This is the sixth article in a twelve-part series that discusses the twelve finalists and their calculator submissions for the OMGWTF Programming Contest. The entries are being presented in the order submitted, and the winner will be announced on June 18, 2007.
Yes, you read that title correctly. OMG!--O-C-R--CAL. That's right, someone just had to go and implement Optical Character Recognition for their calculator. But if that was all that Entry #100175 (Ivan Milyakov's OMG!OCRCAL) did, it surely wouldn't have made finalist. The OMG!OCRCAL is a bit more... in depth... than what you might think.
First and foremost, a screen shot of me entering "881+456="
You too can enter calculations in the OMG!OCRCAL with a simple download of the executable (omgocrcal.exe) and the configuration file (definition.txt, must be in same directory as exe). I highly recommended checking it out first hand. There's even a user guide (omgocrcal.pdf) in case you run into difficulties.
What makes OMG!OCRCAL even more unique is that it doesn't actually represent the numbers using numbers: everything is based on abstract shapes. This has the added benefit of allowing the shapes to be completely user configurable. And this is exactly why I noted above that the definition.txt file had to be downloaded as well: this file contains all of the number/shape definitions.

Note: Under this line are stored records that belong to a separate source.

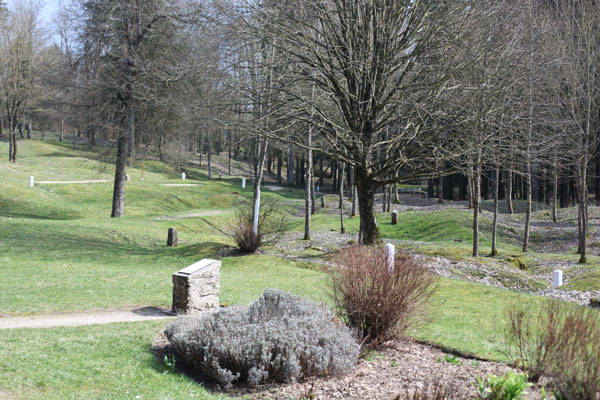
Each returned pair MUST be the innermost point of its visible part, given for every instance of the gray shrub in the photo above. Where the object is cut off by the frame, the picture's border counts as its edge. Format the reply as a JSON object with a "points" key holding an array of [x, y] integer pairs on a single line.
{"points": [[280, 337]]}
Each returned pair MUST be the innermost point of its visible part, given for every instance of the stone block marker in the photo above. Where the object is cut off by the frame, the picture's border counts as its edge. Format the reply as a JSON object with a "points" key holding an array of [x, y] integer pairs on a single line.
{"points": [[557, 278], [390, 254], [196, 288], [172, 238]]}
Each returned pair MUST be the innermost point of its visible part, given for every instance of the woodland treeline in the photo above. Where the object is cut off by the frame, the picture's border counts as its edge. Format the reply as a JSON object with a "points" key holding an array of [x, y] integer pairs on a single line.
{"points": [[483, 99]]}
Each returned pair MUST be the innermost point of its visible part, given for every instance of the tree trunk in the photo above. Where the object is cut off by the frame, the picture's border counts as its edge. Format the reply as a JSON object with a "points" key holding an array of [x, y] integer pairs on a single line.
{"points": [[555, 190], [528, 210], [320, 182], [290, 171], [209, 155], [308, 191], [495, 223], [369, 230], [440, 189], [476, 197], [229, 154], [201, 149], [12, 140], [471, 188], [279, 163], [509, 184], [262, 156], [120, 178], [131, 136], [354, 199], [597, 169], [342, 229]]}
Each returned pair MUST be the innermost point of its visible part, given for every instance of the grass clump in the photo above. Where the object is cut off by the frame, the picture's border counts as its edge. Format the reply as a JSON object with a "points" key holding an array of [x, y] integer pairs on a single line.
{"points": [[376, 302], [280, 337], [509, 386]]}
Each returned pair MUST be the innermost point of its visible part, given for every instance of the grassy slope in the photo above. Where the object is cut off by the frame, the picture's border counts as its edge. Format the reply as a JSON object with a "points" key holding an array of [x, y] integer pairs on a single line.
{"points": [[59, 251]]}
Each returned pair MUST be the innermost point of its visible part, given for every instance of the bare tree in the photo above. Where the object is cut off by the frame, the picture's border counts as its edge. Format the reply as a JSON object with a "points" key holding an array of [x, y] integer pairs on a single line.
{"points": [[364, 60], [20, 47], [580, 94], [123, 41]]}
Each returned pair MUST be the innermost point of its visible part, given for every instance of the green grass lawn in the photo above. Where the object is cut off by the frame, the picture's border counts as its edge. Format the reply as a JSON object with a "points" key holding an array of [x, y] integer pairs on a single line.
{"points": [[115, 361], [60, 251]]}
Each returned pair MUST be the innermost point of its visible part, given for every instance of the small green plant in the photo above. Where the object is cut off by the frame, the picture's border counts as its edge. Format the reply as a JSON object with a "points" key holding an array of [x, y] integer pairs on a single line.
{"points": [[480, 386], [169, 363], [509, 386], [449, 358]]}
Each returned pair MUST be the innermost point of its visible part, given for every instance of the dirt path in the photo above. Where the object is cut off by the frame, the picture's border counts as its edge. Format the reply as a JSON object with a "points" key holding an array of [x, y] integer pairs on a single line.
{"points": [[71, 182], [84, 318], [180, 184], [192, 215]]}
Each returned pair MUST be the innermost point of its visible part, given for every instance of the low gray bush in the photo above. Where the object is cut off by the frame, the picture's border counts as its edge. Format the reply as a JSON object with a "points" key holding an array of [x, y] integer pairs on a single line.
{"points": [[280, 337]]}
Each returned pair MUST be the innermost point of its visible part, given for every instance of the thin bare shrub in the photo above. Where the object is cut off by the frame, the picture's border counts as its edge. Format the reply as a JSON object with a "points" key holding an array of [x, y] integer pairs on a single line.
{"points": [[272, 224], [576, 369], [561, 341], [531, 341], [376, 303]]}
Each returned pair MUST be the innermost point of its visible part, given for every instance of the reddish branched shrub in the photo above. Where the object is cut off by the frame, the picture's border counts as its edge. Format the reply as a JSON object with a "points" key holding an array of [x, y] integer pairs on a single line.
{"points": [[561, 341], [576, 369], [376, 303], [532, 341], [272, 224]]}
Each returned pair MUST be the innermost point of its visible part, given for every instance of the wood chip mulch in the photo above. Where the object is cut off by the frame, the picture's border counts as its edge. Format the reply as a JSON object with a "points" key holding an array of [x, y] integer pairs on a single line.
{"points": [[398, 370]]}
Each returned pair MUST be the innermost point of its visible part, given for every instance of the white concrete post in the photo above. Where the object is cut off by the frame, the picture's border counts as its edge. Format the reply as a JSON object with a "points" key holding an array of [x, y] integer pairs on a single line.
{"points": [[390, 251], [256, 211], [557, 278]]}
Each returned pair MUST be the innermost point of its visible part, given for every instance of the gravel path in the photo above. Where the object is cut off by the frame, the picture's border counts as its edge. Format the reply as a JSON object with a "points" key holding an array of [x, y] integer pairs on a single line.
{"points": [[84, 318], [180, 184], [71, 182]]}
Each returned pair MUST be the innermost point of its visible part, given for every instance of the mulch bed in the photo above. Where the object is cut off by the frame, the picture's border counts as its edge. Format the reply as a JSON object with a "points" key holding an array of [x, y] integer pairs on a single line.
{"points": [[392, 372]]}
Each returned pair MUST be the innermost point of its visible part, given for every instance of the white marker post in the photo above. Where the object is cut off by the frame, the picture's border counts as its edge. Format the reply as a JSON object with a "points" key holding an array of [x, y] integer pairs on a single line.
{"points": [[390, 252], [557, 278], [256, 211]]}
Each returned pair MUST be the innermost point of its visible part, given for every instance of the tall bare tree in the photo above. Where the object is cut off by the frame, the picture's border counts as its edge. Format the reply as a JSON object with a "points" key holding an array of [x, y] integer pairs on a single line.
{"points": [[21, 43], [364, 59]]}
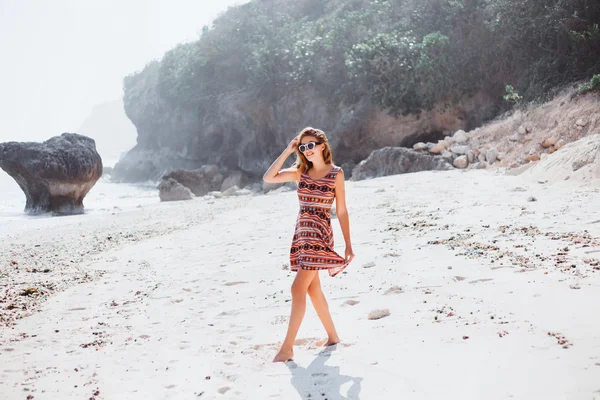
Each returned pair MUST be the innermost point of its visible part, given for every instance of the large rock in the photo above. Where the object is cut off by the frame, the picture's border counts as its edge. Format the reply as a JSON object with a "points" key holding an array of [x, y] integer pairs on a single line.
{"points": [[171, 190], [200, 181], [55, 175], [397, 160]]}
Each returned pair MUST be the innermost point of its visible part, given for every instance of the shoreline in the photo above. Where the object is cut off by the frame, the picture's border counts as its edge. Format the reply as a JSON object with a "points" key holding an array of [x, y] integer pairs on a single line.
{"points": [[483, 299]]}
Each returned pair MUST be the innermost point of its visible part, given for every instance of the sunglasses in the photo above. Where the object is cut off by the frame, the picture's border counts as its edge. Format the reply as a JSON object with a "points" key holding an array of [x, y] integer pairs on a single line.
{"points": [[307, 146]]}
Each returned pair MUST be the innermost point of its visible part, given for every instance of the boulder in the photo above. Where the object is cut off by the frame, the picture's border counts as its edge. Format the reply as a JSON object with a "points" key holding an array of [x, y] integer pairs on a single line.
{"points": [[460, 150], [420, 146], [491, 156], [397, 160], [470, 157], [548, 142], [441, 145], [200, 181], [55, 175], [460, 136], [171, 190], [461, 162]]}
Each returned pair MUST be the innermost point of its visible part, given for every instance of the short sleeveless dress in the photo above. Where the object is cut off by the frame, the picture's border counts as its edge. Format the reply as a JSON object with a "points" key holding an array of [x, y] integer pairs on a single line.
{"points": [[312, 245]]}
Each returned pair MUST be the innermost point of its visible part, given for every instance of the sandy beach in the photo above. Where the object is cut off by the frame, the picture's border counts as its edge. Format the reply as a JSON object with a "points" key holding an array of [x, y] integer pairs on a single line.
{"points": [[491, 283]]}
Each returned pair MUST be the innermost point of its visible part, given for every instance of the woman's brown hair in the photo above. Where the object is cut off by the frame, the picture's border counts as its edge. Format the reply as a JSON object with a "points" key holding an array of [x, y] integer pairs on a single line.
{"points": [[302, 162]]}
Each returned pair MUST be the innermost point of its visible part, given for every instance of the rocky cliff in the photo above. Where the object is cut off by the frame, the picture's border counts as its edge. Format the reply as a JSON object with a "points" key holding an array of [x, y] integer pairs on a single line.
{"points": [[246, 134]]}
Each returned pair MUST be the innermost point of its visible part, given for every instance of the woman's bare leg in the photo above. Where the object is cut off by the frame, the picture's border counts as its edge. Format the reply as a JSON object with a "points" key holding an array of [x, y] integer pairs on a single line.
{"points": [[322, 308], [299, 290]]}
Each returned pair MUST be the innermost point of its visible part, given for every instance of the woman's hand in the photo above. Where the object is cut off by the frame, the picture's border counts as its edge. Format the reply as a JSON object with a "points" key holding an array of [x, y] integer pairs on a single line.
{"points": [[349, 253], [293, 145]]}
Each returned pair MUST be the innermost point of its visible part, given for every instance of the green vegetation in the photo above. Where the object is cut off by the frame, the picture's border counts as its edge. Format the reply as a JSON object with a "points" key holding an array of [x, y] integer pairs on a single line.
{"points": [[592, 85], [405, 55]]}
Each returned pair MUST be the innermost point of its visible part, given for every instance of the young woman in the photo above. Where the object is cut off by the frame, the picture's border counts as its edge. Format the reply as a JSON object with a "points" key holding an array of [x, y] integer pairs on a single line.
{"points": [[319, 183]]}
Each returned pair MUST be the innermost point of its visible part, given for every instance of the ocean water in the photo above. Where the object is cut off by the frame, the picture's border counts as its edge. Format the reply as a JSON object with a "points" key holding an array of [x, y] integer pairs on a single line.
{"points": [[102, 198]]}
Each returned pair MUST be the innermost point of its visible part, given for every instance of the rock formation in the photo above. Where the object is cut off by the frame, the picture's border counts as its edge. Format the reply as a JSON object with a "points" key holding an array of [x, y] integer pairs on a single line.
{"points": [[54, 175], [397, 160], [171, 190], [243, 132]]}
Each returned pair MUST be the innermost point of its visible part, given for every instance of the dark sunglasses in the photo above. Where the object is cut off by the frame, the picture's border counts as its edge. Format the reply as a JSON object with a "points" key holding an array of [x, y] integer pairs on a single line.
{"points": [[307, 146]]}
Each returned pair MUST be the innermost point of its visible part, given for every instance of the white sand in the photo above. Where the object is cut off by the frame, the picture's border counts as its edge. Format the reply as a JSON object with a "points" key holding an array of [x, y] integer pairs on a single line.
{"points": [[202, 294]]}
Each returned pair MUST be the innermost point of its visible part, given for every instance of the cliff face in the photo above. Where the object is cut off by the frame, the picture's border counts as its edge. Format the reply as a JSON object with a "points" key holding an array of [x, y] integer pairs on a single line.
{"points": [[266, 69], [243, 132]]}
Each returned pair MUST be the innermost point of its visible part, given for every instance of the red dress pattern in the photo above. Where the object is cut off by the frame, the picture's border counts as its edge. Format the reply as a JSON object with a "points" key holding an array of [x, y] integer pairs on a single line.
{"points": [[312, 245]]}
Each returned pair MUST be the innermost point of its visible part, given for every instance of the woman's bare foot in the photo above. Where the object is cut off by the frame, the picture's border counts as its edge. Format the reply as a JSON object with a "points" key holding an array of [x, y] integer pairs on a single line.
{"points": [[328, 342], [284, 356]]}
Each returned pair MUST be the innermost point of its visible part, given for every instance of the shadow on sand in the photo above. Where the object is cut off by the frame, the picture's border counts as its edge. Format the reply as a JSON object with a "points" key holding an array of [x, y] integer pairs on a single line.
{"points": [[320, 381]]}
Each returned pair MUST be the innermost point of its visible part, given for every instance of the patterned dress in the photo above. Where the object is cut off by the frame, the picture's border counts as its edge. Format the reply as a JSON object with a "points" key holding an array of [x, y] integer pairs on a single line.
{"points": [[312, 245]]}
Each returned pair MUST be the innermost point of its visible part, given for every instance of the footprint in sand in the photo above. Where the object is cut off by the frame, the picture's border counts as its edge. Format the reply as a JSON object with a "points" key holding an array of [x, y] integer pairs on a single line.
{"points": [[394, 290], [482, 280], [235, 283]]}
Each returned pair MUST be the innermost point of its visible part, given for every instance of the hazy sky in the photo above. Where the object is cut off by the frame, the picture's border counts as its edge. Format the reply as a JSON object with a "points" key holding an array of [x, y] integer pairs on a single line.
{"points": [[59, 58]]}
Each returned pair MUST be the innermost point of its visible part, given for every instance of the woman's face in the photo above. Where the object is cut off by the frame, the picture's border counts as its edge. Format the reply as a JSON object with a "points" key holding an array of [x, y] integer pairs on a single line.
{"points": [[311, 148]]}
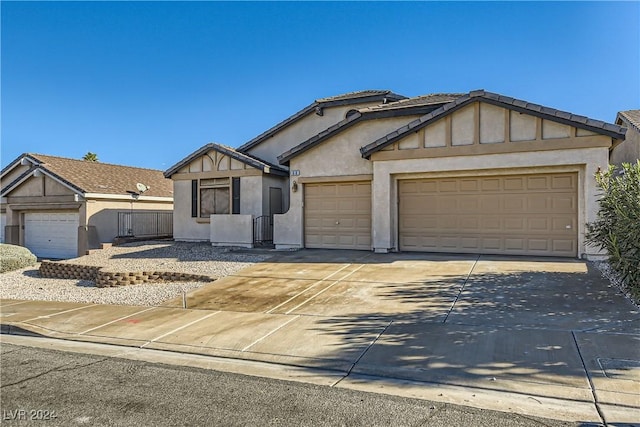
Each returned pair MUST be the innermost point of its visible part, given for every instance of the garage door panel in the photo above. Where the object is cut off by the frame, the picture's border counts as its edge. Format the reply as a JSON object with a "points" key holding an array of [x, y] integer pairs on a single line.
{"points": [[567, 182], [343, 212], [563, 203], [51, 234], [517, 214], [514, 244]]}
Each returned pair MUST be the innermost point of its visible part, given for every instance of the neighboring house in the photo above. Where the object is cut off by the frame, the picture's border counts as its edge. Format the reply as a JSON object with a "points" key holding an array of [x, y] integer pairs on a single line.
{"points": [[467, 173], [60, 208], [628, 151]]}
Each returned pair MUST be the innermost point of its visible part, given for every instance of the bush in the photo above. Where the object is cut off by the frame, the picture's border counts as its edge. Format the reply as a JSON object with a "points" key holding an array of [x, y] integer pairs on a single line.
{"points": [[617, 229], [14, 257]]}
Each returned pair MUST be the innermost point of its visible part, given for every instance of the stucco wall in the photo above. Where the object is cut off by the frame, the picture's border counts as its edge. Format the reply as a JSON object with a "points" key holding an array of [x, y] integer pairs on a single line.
{"points": [[629, 150], [277, 182], [102, 217], [335, 157], [186, 228], [302, 130], [232, 230]]}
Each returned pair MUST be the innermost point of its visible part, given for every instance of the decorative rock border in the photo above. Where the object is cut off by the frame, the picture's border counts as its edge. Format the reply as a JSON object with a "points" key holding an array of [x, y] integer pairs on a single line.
{"points": [[105, 278]]}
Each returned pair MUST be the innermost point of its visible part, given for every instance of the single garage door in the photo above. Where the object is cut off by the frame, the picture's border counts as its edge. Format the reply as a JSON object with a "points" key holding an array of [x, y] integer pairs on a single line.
{"points": [[518, 214], [338, 215], [52, 234]]}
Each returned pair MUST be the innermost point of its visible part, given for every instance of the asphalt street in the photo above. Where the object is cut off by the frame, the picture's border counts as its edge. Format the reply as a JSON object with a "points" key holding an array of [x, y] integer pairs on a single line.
{"points": [[47, 388]]}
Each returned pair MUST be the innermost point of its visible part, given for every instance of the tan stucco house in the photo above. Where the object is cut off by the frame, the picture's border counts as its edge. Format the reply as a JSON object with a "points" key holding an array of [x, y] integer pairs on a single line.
{"points": [[467, 173], [60, 208], [628, 151]]}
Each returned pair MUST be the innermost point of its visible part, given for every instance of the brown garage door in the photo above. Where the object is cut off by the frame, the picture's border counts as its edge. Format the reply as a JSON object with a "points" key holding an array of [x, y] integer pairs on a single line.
{"points": [[337, 215], [518, 214]]}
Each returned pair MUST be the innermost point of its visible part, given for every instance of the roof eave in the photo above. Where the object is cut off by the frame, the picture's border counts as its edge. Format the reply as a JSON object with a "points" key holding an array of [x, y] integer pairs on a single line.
{"points": [[22, 178], [481, 95], [312, 108]]}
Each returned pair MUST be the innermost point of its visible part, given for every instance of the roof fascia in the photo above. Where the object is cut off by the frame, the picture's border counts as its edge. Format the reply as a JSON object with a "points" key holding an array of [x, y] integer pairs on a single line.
{"points": [[453, 106], [349, 122], [28, 174], [17, 162], [312, 108], [241, 157], [127, 197]]}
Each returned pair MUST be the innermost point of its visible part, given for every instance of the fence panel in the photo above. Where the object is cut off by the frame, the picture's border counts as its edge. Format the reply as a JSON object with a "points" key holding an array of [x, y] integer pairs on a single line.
{"points": [[145, 224]]}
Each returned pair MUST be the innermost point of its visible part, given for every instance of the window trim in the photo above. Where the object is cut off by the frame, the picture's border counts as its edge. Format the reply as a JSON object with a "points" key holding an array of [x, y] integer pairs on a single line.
{"points": [[213, 183]]}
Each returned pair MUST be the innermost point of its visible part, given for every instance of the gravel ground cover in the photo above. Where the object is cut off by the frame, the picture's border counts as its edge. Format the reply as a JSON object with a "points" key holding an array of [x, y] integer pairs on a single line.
{"points": [[197, 258]]}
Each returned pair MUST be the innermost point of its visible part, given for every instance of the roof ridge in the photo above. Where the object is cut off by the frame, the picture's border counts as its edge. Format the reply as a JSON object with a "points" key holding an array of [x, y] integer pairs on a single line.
{"points": [[501, 100], [36, 155]]}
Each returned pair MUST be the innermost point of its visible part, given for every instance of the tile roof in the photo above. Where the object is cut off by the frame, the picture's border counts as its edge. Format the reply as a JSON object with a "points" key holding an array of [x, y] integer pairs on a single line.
{"points": [[343, 99], [631, 116], [96, 177], [552, 114], [408, 106], [245, 158], [430, 99], [361, 94]]}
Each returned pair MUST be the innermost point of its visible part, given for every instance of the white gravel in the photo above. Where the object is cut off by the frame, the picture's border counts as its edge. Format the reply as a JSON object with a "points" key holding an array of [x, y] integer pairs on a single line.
{"points": [[195, 258]]}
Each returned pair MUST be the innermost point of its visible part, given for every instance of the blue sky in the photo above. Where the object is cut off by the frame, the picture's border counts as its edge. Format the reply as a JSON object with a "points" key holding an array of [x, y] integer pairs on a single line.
{"points": [[147, 83]]}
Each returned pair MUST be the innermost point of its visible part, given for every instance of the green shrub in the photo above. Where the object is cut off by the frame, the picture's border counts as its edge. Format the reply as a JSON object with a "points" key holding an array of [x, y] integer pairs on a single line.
{"points": [[15, 257], [617, 229]]}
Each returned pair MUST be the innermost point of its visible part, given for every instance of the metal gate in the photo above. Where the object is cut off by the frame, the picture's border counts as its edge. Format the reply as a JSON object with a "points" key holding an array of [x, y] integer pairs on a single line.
{"points": [[263, 230], [145, 224]]}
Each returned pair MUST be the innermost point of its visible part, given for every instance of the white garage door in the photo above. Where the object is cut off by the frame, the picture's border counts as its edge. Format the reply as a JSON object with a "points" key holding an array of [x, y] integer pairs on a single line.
{"points": [[52, 234], [516, 214], [338, 215]]}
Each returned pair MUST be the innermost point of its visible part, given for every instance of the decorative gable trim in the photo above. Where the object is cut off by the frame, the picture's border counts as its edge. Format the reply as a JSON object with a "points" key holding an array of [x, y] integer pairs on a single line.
{"points": [[231, 153], [553, 115]]}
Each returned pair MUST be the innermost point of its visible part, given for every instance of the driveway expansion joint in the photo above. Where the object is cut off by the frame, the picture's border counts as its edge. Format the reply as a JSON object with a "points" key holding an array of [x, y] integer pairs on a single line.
{"points": [[592, 388]]}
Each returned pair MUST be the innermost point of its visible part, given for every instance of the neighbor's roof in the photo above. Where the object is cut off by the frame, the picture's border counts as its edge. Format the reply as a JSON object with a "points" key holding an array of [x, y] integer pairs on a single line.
{"points": [[547, 113], [92, 177], [247, 159], [631, 116], [408, 106], [344, 99]]}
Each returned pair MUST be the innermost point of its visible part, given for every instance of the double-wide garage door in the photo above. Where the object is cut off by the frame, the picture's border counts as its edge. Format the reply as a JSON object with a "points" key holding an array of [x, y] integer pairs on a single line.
{"points": [[338, 215], [518, 214], [51, 234]]}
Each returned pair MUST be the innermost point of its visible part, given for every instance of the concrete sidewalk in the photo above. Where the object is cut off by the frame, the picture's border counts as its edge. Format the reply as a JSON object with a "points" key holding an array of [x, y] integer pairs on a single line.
{"points": [[590, 376]]}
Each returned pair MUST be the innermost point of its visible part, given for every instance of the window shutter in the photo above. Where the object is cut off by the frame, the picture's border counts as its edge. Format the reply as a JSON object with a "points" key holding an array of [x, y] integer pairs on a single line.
{"points": [[235, 194], [194, 198]]}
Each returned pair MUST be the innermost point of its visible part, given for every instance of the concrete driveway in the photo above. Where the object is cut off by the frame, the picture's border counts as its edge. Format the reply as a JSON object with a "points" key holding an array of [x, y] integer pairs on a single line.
{"points": [[549, 336]]}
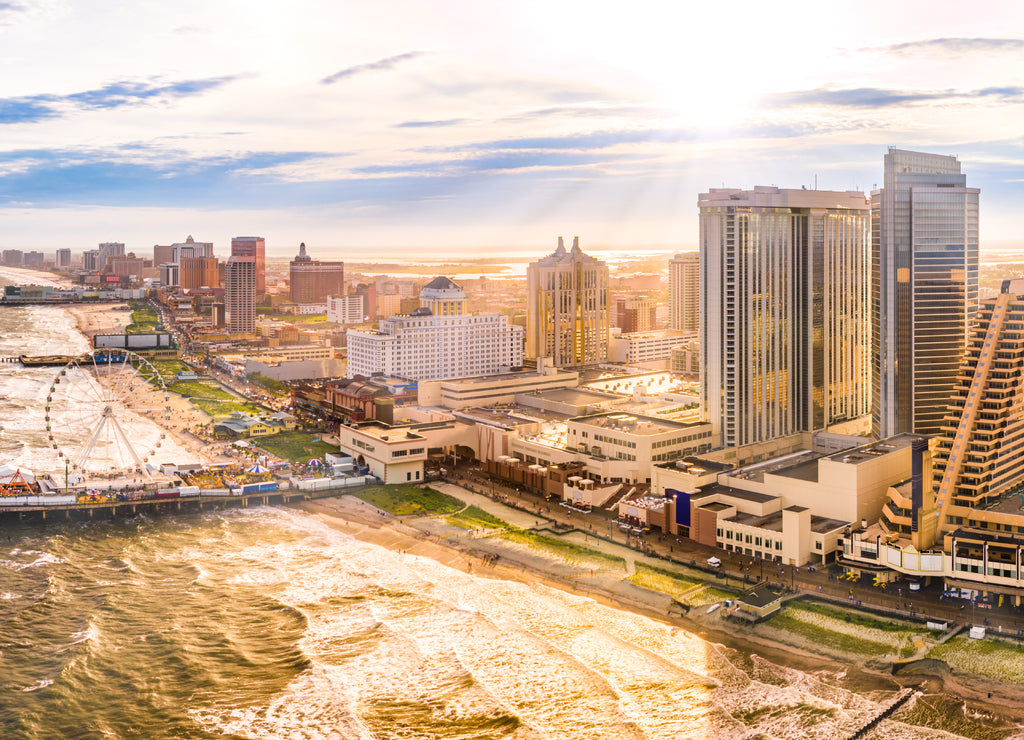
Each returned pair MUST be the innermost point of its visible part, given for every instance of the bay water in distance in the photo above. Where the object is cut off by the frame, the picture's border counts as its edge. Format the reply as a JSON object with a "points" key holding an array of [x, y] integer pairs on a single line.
{"points": [[268, 623]]}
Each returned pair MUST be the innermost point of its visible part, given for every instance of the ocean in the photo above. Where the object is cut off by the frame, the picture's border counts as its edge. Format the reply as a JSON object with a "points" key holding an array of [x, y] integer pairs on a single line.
{"points": [[268, 623]]}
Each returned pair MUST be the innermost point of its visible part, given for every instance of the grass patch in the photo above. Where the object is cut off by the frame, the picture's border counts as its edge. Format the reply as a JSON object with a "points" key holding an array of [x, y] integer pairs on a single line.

I'll bet you assumed the same thing about definition.txt that I did: a file filled with all sorts of abstract OCR gobbledygook that only Ivan and his OCR cadre can comprehend. Good news! It's not. In fact, the OMG!OCRCAL configuration file is written in English and is completely human readable:
Let's assume that tab equals 8 spaces Let's draw characters randomly Let's allow user to make mistakes Now we'll define numbers Zero is a large circle One is either a long vertical line or a long vertical line a very small slash line top of first joins top of second Two is either a part of circle 12 to 6 a long horizontal line 6 of first joins left of second or a part of circle 9 to 5 a slash line a long horizontal line 5 of first joins top of second bottom of second joins left of third -- snip --
The OMG!OCRCAL comes with its very own parser that reads this file and builds shapes from it. Go ahead, change it. Make your own shapes that represent numbers.
As for the mathematics, only a handful of things are "hard coded":
- ten symbol names ("Zero" through "Nine")
- order of symbols ("Zero" preceeds "One" which preceeds "Two" which preceeds "Three" ... which preceeds "Nine")
- "Zero" acts as a placeholder symbol
The operations work by simple increments and decrements based on the order of symbols. Addition is performed symbol by symbol (ala grade school "long addition") by incrementing "Zero" the number of times each operand can be decremented (not so much like grade school). Multiplication is repeated addition, and subtraction and division are mostly opposite of their counterparts.
There is a fair amount of code behind OMG!OCRCAL – over 4,000 lines of code in 370+ functions – and from what I’ve seen, it’s a well thought-out, object-oriented approach to developing this solution. It has a handful of fun parts (e.g. probability.h: “typedef Probability Possibility; //Alternate spelling”), but the value in checking it out is educational. I found it very interesting to see how Ivan did things.
As for how he came up with the concept, I had to ask:
First and foremost, Ivan, what drew you to the contest?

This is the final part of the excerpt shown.